Templates
5
Agent policy guide
Agent policy authoring guide.
Author policies that tell product, engineering, QA, security, and support agents exactly what they may do, which approvals are needed, which actions are blocked, when to escalate, and what audit evidence must exist before work is trusted.
Agent policy guide summary
Scope rules
8
Validation rules
6
Troubleshooting
5
Policy templates
Product, engineering, QA, security, and support agents need separate authority boundaries.
Templates start from job-specific risk. Each one names the owner, scope, approvals, blocked actions, escalation rules, and audit outcomes expected before the agent can execute.
Product lead
Product planning agent
Converts product intent into scoped issues, dependencies, acceptance criteria, and launch notes.
Escalates: Conflicting priorities, Unclear requirements, Launch-blocking gap
Engineering lead
Engineering implementation agent
Implements assigned issues with code, tests, local docs, and review evidence.
Escalates: Failing required tests, Missing context, Unsafe migration, Permission mismatch
QA owner
QA verification agent
Validates browser journeys, acceptance checks, regression risk, and evidence quality.
Escalates: Flaky test, Missing acceptance criteria, Uncovered critical journey
Security owner
Security review agent
Reviews auth, export, token, audit, tenant boundary, and policy exception risk.
Escalates: Data exposure risk, Tenant isolation ambiguity, Missing audit trail, Unreviewed secret path
Support owner
Support triage agent
Routes support intake, severity, account recovery, billing questions, and customer-safe replies.
Escalates: S0 or S1 impact, Legal or security concern, Billing dispute, Unclear requester authority
Scopes and controls
Workspace, project, issue, tool, environment, data, billing, and audit scopes must be explicit.
| Scope | Authoring rule | Validation rule | Audit evidence |
|---|---|---|---|
| Workspace | Name the workspace and role boundary before the agent can act. | Missing workspace or broad all-workspace language blocks activation. | Workspace ID, role, policy version, and author. |
| Project | Limit work to named projects or milestones. | Unknown project, archived project, or cross-workspace reference blocks activation. | Project ID, milestone, and linked issue IDs. |
| Issue | Bind execution to assigned issues and task contracts. | Agents cannot act on unrelated issues without a new approval request. | Issue ID, task contract version, claim, and lease window. |
| Tool | List allowed tools and denied tools separately. | Any requested tool outside the allowlist is rejected before execution. | Tool grant, requested action, denial or approval, and reviewer. |
| Environment | Separate local, preview, staging, and production permissions. | Production action requires explicit environment approval. | Environment, deploy or run ID, approval, and rollback reference. |
| Data | Define safe data classes, redaction, exports, retention, and customer boundaries. | Secrets, payment data, and private workspace content require stricter controls. | Data class, redaction decision, export ID, and retention note. |
| Billing | Name allowed billing reads and blocked billing mutations. | Refunds, plan changes, and invoice changes require human approval. | Stripe object reference, support issue, approver, and summary. |
| Audit | Define which events must be emitted for policy decisions. | Missing audit outcome blocks policy approval. | Event type, actor, policy version, affected resource, and request ID. |
Validation and troubleshooting
Policy validation fails closed until approval gaps, blocked-action conflicts, escalation owners, and audit outcomes are resolved.
Missing owner
Policy has no accountable owner or backup owner.
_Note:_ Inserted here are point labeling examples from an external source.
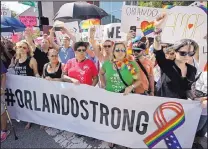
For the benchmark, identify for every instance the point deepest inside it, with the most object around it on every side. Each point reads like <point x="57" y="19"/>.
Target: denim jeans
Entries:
<point x="202" y="126"/>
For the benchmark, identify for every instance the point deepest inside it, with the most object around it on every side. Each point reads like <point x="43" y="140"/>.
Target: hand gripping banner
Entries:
<point x="166" y="129"/>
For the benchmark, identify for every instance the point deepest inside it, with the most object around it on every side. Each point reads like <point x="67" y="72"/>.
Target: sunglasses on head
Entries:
<point x="182" y="53"/>
<point x="107" y="46"/>
<point x="81" y="50"/>
<point x="120" y="50"/>
<point x="22" y="47"/>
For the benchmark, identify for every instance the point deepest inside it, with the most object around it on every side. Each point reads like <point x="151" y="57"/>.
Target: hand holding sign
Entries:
<point x="159" y="22"/>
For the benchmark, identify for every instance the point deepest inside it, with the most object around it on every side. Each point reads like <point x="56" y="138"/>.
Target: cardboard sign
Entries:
<point x="185" y="22"/>
<point x="28" y="21"/>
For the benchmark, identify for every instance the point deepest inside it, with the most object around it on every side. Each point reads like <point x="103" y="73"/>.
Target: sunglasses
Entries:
<point x="81" y="50"/>
<point x="22" y="47"/>
<point x="107" y="46"/>
<point x="120" y="50"/>
<point x="182" y="53"/>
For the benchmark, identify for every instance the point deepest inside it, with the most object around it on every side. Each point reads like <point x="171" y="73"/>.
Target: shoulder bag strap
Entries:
<point x="119" y="73"/>
<point x="145" y="72"/>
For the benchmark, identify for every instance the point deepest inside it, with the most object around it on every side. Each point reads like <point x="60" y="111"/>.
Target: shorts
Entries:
<point x="2" y="104"/>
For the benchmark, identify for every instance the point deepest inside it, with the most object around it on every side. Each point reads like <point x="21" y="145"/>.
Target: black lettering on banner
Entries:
<point x="28" y="99"/>
<point x="45" y="103"/>
<point x="118" y="32"/>
<point x="82" y="102"/>
<point x="63" y="99"/>
<point x="104" y="114"/>
<point x="18" y="94"/>
<point x="110" y="33"/>
<point x="127" y="120"/>
<point x="55" y="103"/>
<point x="118" y="118"/>
<point x="94" y="104"/>
<point x="146" y="119"/>
<point x="35" y="102"/>
<point x="74" y="107"/>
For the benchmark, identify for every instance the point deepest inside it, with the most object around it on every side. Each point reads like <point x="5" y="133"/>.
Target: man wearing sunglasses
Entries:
<point x="80" y="70"/>
<point x="146" y="66"/>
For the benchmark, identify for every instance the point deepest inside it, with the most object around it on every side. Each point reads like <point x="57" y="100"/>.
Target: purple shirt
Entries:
<point x="3" y="69"/>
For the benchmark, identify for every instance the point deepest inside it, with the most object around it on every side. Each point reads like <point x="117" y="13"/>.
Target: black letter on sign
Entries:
<point x="19" y="98"/>
<point x="55" y="102"/>
<point x="45" y="103"/>
<point x="128" y="120"/>
<point x="115" y="126"/>
<point x="118" y="32"/>
<point x="146" y="119"/>
<point x="76" y="107"/>
<point x="28" y="99"/>
<point x="65" y="105"/>
<point x="82" y="102"/>
<point x="94" y="109"/>
<point x="35" y="102"/>
<point x="110" y="34"/>
<point x="104" y="114"/>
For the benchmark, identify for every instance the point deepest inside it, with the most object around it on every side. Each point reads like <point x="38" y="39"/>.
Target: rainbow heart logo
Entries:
<point x="147" y="27"/>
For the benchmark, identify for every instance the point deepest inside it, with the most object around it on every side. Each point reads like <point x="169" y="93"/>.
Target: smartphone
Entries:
<point x="58" y="28"/>
<point x="133" y="28"/>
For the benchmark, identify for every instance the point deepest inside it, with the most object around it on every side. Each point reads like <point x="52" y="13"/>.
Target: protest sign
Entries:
<point x="28" y="21"/>
<point x="185" y="22"/>
<point x="135" y="121"/>
<point x="141" y="17"/>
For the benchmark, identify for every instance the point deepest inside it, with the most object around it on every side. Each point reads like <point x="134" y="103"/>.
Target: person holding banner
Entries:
<point x="65" y="51"/>
<point x="178" y="74"/>
<point x="80" y="70"/>
<point x="25" y="64"/>
<point x="4" y="130"/>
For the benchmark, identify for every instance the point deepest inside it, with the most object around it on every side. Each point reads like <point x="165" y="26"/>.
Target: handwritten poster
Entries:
<point x="28" y="21"/>
<point x="185" y="22"/>
<point x="141" y="17"/>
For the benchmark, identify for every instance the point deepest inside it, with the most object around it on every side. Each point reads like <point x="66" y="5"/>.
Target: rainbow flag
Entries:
<point x="147" y="27"/>
<point x="167" y="6"/>
<point x="86" y="24"/>
<point x="162" y="133"/>
<point x="203" y="7"/>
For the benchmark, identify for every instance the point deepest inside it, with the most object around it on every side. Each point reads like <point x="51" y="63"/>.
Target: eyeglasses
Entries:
<point x="107" y="46"/>
<point x="120" y="50"/>
<point x="22" y="47"/>
<point x="81" y="50"/>
<point x="182" y="53"/>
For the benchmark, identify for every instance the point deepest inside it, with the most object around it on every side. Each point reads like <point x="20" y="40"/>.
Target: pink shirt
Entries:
<point x="82" y="71"/>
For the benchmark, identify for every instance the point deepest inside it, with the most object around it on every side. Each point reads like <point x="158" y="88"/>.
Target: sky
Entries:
<point x="15" y="6"/>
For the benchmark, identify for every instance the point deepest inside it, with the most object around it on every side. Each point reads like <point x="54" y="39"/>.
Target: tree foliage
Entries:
<point x="159" y="4"/>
Fix: Assign a human policy owner before the policy can be used by an agent.
Scope too broad
Policy scope is broader than the workspace role, project, issue, environment, or plan allows.
Fix: Narrow scope to named resources before adding permissions.
Approval gap
Risky action, export, production, billing, or security work lacks required approval.
Fix: Add the required approval owner or block the action until approval exists.
Blocked action conflict
An action appears in both allowed and blocked sections.
Fix: Remove the action from one section and record the decision in audit outcomes.
Escalation missing
A trigger exists without a named human escalation owner.
Fix: Assign the human owner and response expectation before activation.
Audit outcome missing
Policy omits actor, resource, request ID, policy version, or evidence link.
Fix: Add the missing audit field and verify it is emitted by the workflow.
Need help?
Policy support uses task contracts, policy versions, denied tools, approvals, and audit events, not raw secrets or private customer data.
Keep the policy owner, assigned agent, workspace, issue ID, policy version, request ID, and redacted examples available before asking for help.